İSRAİL B. YUNUS 572 İSRÂİLİYAT
Yahudilik ve Hıristiyanlık'tan İslâm kaynaklarına geçtiği kabul edilen bilgiler için kullanılan terim.
İsrâîliyyât. Hz. Ya'küb'un İkinci adı veya lakabı olan İsrâîl kelimesiyle nisbet ismi oluşturan İsrâîliyye'nin çoğuludur. Büyük oranda yahudi, kısmen de hıristiyan kaynaklarından nakledilen "efsane, kıssa, olay veya bilgi" anlamında kullanılır. Hz. Ya'küb'un soyundan gelen yahudiler İsrâiloğulları diye anılmıştır. Bazı âlimler, İslâm muhaliflerinin bu dine ilâve etmeye çalıştıkları asılsız ve uydurma haberler hakkında da aynı terimi kullanmışlardır. Bir kısmı ise yahudi kaynaklı bilgiler için İsrâiliyât, hıristiyan kaynaklı olanlar için "mesîhiyyât" veya "nasrâniyyât" kelimelerine yer vermişlerdir.573 Ancak tanımın Mecusîlik, Sâbiîlik gibi diğer din ve kültürlerden gelen rivayetleri de içine alacak şekilde genişletilmesi daha uygun görünmekle birlikte İsrâiliyat üzerine araştırma yapanlar bu ayırıma fazla dikkat etmemişlerdir. Eski din ve kültürlerden İslâm kaynaklarına aktarılan bilgilerin genellikle İsrâiliyât diye anılması muhtemelen yahudilerin daha eski bir dinin mensubu olmaları, o dönemde Arap yarımadasında Araplar tarafından daha çok bilinmeleri ve çoğunluğu teşkil etmeleri gibi sebepler dolayı-sıyladır. İslâm kaynaklarında İsrâiliyat'la benzer anlamda kullanılan başka ifadeler de yer almaktadır. Bilhassa fıkıh ilminde dinî bir delil olarak kabul edilen "şer'u men kablenâ", mutlak hakikat anlamında bütün dinlerde rastlanan "hikmet" veya "ulûmü'l-evâil" tabirleri bunlardan bazılarıdır.

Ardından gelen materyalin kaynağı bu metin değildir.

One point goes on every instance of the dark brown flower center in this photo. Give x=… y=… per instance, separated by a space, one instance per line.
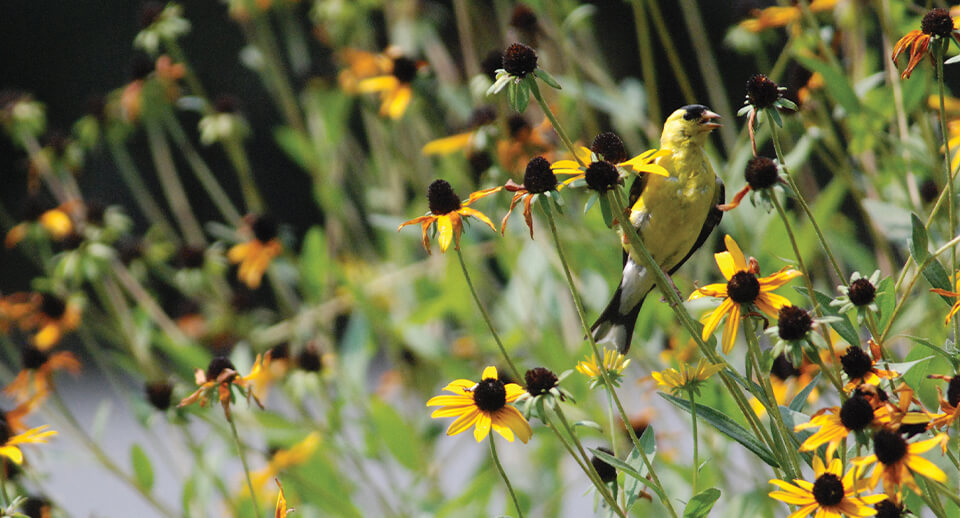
x=793 y=323
x=33 y=358
x=762 y=92
x=519 y=60
x=889 y=447
x=53 y=306
x=441 y=198
x=743 y=287
x=828 y=490
x=264 y=228
x=761 y=173
x=490 y=395
x=538 y=176
x=856 y=414
x=540 y=380
x=217 y=365
x=607 y=472
x=158 y=393
x=783 y=368
x=856 y=364
x=861 y=292
x=602 y=176
x=937 y=22
x=609 y=146
x=404 y=69
x=888 y=509
x=953 y=391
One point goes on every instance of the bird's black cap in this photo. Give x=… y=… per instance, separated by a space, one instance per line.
x=694 y=111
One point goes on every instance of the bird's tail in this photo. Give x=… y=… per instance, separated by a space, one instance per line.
x=615 y=325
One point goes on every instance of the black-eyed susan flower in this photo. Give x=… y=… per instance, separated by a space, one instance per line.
x=604 y=172
x=956 y=305
x=896 y=461
x=281 y=460
x=258 y=251
x=10 y=443
x=52 y=318
x=223 y=377
x=538 y=179
x=447 y=212
x=36 y=375
x=393 y=85
x=613 y=362
x=687 y=378
x=860 y=369
x=935 y=27
x=54 y=222
x=742 y=291
x=484 y=405
x=950 y=405
x=524 y=141
x=762 y=173
x=830 y=495
x=281 y=509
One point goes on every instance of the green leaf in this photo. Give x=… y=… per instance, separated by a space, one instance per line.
x=938 y=350
x=835 y=81
x=938 y=277
x=700 y=505
x=399 y=437
x=886 y=301
x=142 y=470
x=626 y=468
x=796 y=404
x=545 y=76
x=727 y=427
x=918 y=240
x=631 y=486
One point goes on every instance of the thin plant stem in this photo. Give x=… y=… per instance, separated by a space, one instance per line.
x=243 y=460
x=103 y=458
x=503 y=475
x=486 y=317
x=535 y=90
x=775 y=137
x=586 y=465
x=696 y=453
x=939 y=52
x=608 y=384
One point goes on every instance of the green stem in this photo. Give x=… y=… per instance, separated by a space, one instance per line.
x=503 y=475
x=535 y=90
x=604 y=374
x=486 y=317
x=584 y=462
x=243 y=460
x=800 y=200
x=696 y=455
x=666 y=288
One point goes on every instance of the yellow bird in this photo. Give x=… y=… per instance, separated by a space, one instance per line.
x=673 y=215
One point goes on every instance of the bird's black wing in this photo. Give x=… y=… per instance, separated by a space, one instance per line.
x=636 y=189
x=713 y=219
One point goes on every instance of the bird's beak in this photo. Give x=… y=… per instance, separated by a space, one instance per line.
x=708 y=118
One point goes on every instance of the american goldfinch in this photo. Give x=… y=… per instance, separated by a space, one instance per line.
x=673 y=215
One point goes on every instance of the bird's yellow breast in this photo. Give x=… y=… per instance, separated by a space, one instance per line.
x=671 y=210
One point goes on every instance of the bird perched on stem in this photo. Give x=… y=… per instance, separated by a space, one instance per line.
x=673 y=215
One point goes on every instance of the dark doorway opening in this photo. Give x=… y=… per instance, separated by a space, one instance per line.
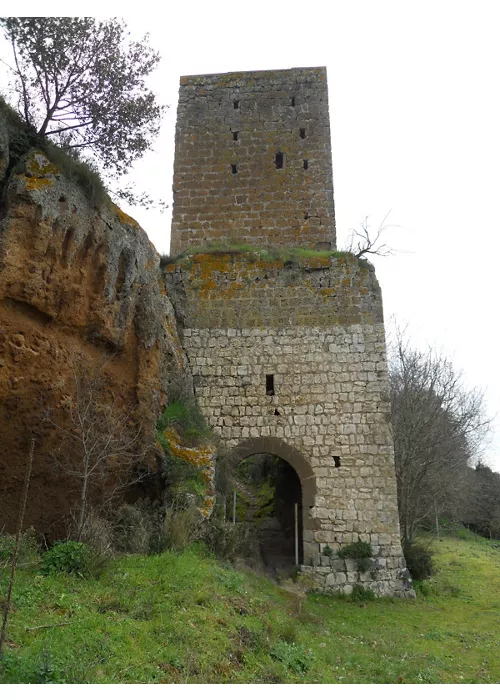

Terim anlamıyla İsrâiliyât'in tam olarak hangi mânaya geldiği, nasıl ortaya çıktığı ve müslümanlar arasında ilk defa ne zaman kullanıldığı hususunda yeterli bilgi bulunmamaktadır; ancak özellikle Batılı araştırmacılar, kavramın İslâm kaynaklarındaki etki alanı hakkında geniş değerlendirmeler yapmaktadır. Şarkiyatçılar, IV. (X.) yüzyıldan önce kaleme alınan bazı eserlerde İsrâilî rivayetler bulunmakla beraber kelimenin terim olarak daha sonraki dönemlerde kullanıldığını ileri sürerler. Bu anlamda İsrâiliyât kelimesinin ilk defa Mes'ûdî 574 ardından "kütüb-i kadîme" şeklinde Yâ-küt el-Hamevî 575 daha sonra da İbn Teymiyye, Zehebî ve İbn Kesîr gibi âlimler tarafından kullanıldığı tesbit edilmektedir. Şarkiyatçıların bir kısmı Hasan-ı Basrî, Vehb b. Münebbih, Mâlik b. Dînâr'dan nakledilen İsrâilî bilgilerin varlığından hareketle kavramı II. (VIII.) yüzyılın başlarına kadar çıkarmışlarsa da 576 bu yaklaşım kelimenin terim anlamıyla kullanıldığı zamana ışık tutacak nitelikte değildir.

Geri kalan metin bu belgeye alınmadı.